To replicate personal electronic data assistants, which are used in front of but away from the face, the study used a finite-difference time-domain (FDTD) model with a continuous wave dipole source positioned in front of the head so as to illuminate the face.  The simulations were run for 1800 MHz and 900 MHz exposures.  In general, closed form analysis is not available for such complex systems as phone-body interactions and therefore simulation, measurement, and published controls have been used.  In both measurement and simulation, the authors modeled various shapes for the head but did not include a model of the hand.  A study using 20 adult volunteers was also undertaken to measure the typical distance between the eye and screen of a PDA device when a user was reading text.  The worst-case scenario had the PDA at a distance of 100 mm.  Three types of head model were used, representing different shapes and types of tissue:  a half-wave dipole 100 mm in front of a 200 mm homogeneous cube; a 70 mm dipole 98 mm in front of a 200 mm cube, including a 2 mm fiberglass shell; and a half-wave dipole 100 mm in front of the eyebrows of a realistically shaped head.
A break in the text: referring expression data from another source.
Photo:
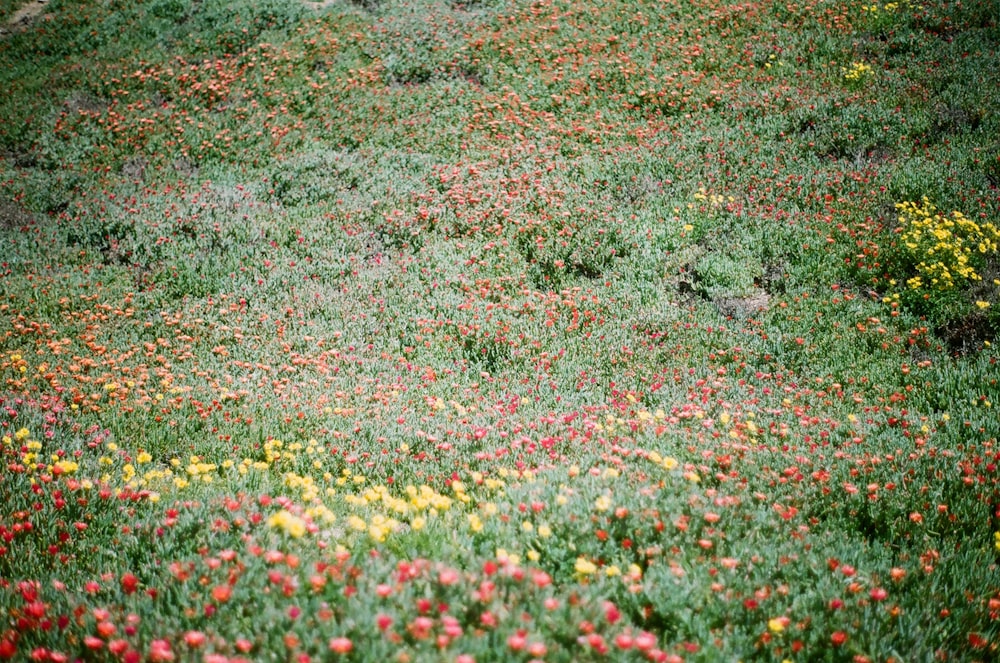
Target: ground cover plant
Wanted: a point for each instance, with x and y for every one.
(420, 330)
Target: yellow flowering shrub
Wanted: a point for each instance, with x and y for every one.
(944, 248)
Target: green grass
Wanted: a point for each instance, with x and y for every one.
(504, 330)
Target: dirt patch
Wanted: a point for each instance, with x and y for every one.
(23, 18)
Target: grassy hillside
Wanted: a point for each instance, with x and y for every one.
(418, 330)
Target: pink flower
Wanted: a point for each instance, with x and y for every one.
(194, 639)
(341, 645)
(159, 651)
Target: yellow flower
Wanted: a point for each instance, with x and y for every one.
(288, 522)
(475, 524)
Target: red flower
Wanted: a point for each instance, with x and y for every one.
(129, 583)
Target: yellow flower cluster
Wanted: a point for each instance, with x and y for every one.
(666, 463)
(944, 245)
(288, 523)
(875, 9)
(857, 72)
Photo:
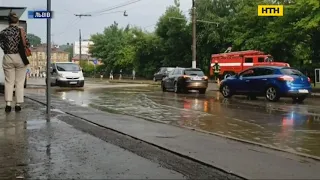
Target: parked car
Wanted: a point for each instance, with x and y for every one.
(272, 82)
(162, 72)
(185, 79)
(66, 74)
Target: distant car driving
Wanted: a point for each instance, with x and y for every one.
(66, 74)
(162, 72)
(184, 79)
(270, 81)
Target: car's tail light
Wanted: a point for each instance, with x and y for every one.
(286, 78)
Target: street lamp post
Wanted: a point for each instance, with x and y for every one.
(194, 36)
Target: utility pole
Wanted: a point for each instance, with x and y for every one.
(48, 75)
(80, 47)
(80, 39)
(194, 36)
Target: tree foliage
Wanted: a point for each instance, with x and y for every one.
(293, 38)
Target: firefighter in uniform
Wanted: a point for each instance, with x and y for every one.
(216, 70)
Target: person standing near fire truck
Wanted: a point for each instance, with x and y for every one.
(216, 70)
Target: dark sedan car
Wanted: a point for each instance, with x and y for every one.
(185, 79)
(272, 82)
(162, 72)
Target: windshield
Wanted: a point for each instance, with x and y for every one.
(194, 72)
(67, 67)
(170, 69)
(288, 71)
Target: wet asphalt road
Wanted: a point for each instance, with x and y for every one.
(31, 148)
(292, 127)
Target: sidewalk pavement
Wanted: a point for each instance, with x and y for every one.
(243, 158)
(35, 149)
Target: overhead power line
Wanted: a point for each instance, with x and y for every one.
(113, 7)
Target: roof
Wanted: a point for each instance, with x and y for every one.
(63, 63)
(239, 53)
(44, 49)
(4, 11)
(272, 67)
(190, 69)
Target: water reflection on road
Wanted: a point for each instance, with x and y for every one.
(282, 125)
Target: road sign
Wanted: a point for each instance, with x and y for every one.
(40, 14)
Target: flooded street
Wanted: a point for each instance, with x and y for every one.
(292, 127)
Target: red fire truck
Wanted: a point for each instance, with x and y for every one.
(235, 62)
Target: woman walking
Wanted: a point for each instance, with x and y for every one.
(13, 41)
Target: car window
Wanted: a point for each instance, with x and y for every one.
(67, 67)
(263, 71)
(247, 73)
(193, 72)
(289, 71)
(248, 60)
(169, 69)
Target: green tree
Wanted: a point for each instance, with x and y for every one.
(175, 38)
(34, 40)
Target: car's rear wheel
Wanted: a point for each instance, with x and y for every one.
(272, 94)
(226, 91)
(202, 91)
(299, 99)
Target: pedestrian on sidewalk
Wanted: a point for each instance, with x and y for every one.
(111, 75)
(14, 43)
(133, 74)
(120, 77)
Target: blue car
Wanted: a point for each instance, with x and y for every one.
(272, 82)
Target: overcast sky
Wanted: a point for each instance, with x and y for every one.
(65, 26)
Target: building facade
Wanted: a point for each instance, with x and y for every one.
(38, 60)
(85, 45)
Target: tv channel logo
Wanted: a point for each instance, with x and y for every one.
(270, 10)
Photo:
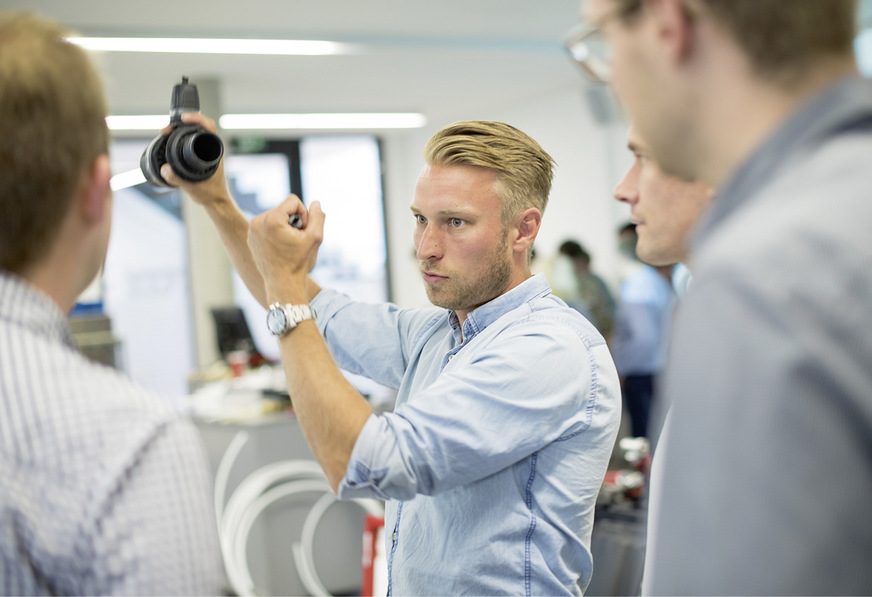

Both the size of the pin and its distance from the model were important. The results showed that small pins (<0.2 wavelengths long) will have negligible effect on the 1 gram specific absorption rate (SAR), regardless of the position. The effect becomes substantial when the length is greater than 0.3 wavelengths. The maximum effect was seen with a pin 0.42 wavelengths long.  When the pin was either touching the head, or 2 mm from the head, all jewellery sizes had little effect. The largest effect of the pin was also seen when the distance from the model to the pin was approximately 12 mm.  The combination of a pin 0.42 wavelengths long and at a distance of 12 mm from the surface of the model had the largest effect, increasing the 1 g SAR by a factor of 16 (from 0.38 W/kg without the pin to 6.12 W/kg).  The power absorbed in the whole head model with the pin was 0.18W, an increase of 30% (1.3 times) compared to without the pin. The pin also caused higher SAR values to extend deeper into the head, which could have implications for children who have smaller heads.  Results also showed areas where the SAR is reduced when the pin is added.  Measurement results reaffirmed that the SAR is increased near the pin and decreased away from the pin, implying that the pin has a focusing effect.  The authors caution that the results may overestimate the expected SAR values.

Discussion and Conclusion
From these results, it can be inferred that the effects would be negligible with small straight jewellery touching the skin, such as with piercings.  The results also indicate that metallic jewellery insulated from the head by air or a plastic coating may have a greater effect.  Such objects could include metallic rim spectacles, microphones, and nose and ear jewellery that may hang away from the head.